MCSG: Reasons for TOC

Title:

MCSG: Reasons for TOC

Author:

Douglas O’Leary <dkoleary@olearycomputers.com>

Description:

MCSG: Reasons for TOC

Date created:

06/2007

Date updated:

07/2008

Disclaimer:

Standard: Use the information that follows at your own risk. If you screw up a system, don’t blame it on me…

Transfer of Control (TOC) is a flashy name for a hard system reboot. It’s not a system crash, so there won’t be a dump to analyze; however, it’s not a shutdown -r either, so filesystems will have to be checked and any RDBMSs will have to go through their recovery methods.

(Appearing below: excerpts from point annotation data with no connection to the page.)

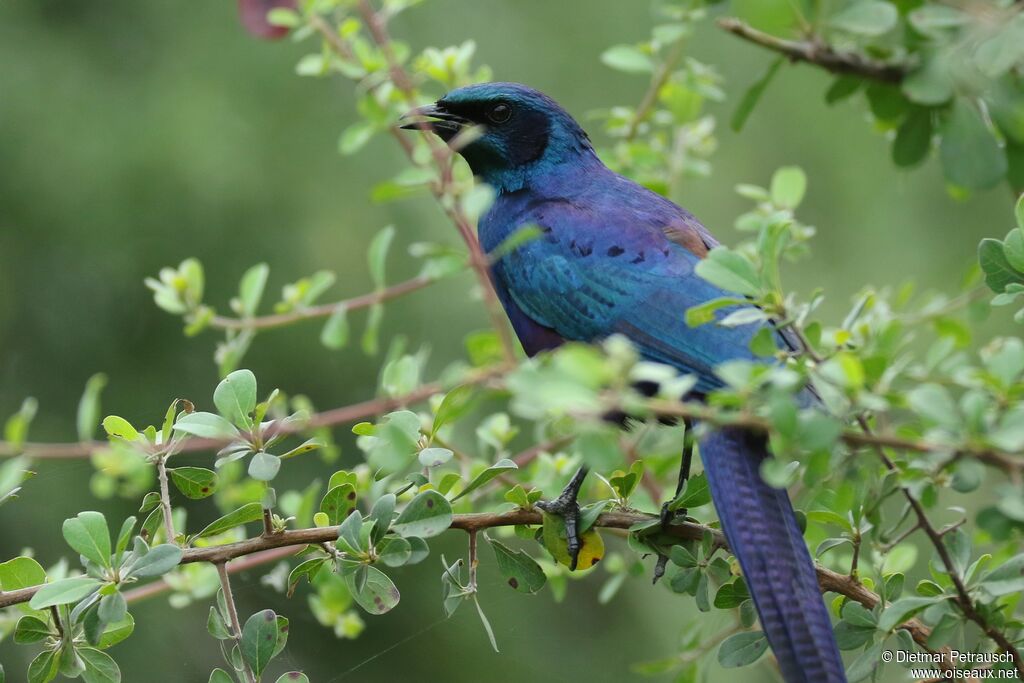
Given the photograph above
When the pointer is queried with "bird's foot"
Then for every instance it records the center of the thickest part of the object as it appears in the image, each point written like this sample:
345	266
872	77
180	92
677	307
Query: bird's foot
670	516
566	506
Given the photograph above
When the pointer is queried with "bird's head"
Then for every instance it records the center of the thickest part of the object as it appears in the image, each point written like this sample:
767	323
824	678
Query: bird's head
518	131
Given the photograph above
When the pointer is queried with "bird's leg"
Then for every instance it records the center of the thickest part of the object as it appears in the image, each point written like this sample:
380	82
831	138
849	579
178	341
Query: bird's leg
567	507
684	474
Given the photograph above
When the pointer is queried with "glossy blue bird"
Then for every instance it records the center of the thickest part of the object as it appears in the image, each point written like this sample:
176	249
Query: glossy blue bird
616	258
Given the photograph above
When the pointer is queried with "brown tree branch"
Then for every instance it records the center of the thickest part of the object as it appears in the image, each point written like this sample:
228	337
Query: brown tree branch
330	418
264	549
818	53
442	156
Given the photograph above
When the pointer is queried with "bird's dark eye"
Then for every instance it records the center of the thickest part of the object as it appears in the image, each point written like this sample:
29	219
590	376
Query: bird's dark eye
500	113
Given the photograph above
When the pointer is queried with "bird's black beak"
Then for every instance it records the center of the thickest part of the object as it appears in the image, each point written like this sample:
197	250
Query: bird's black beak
435	119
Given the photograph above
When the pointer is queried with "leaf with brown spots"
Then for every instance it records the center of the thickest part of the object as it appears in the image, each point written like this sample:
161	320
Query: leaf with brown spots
195	482
428	514
259	640
521	571
378	594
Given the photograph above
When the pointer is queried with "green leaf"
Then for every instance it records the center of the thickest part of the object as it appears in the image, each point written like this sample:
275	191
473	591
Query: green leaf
293	677
731	595
730	270
44	668
158	561
205	425
20	572
741	649
787	186
220	676
308	568
88	536
901	610
377	254
628	58
1013	247
264	466
305	446
486	475
520	570
338	503
64	592
249	512
913	138
88	407
195	482
31	630
866	17
935	403
259	639
251	289
971	157
754	94
236	397
426	515
434	457
378	595
113	607
456	403
705	312
1004	50
118	426
485	623
998	272
216	625
115	633
355	137
394	551
336	330
694	494
929	18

MCSG will TOC a system in order to release system resources and to ensure data integrity. There are several scenarios in which MCSG will TOC a system. They are:

  1. A two-node cluster loses heartbeat at which time a single node cluster will form. The system that loses the race to the lock disk will TOC.

  2. The cluster daemon, cmcld, dies for any reason

  3. NODE_FAIL_FAST=YES is set in a package configuration file.

  4. The cluster lvm daemon, cmlvmd, dies for any reason.

  5. System safety time is disabled via the cmsetsafety command.

  6. SERVICE_FAIL_FAST_ENABLED = YES is set (causes reboot).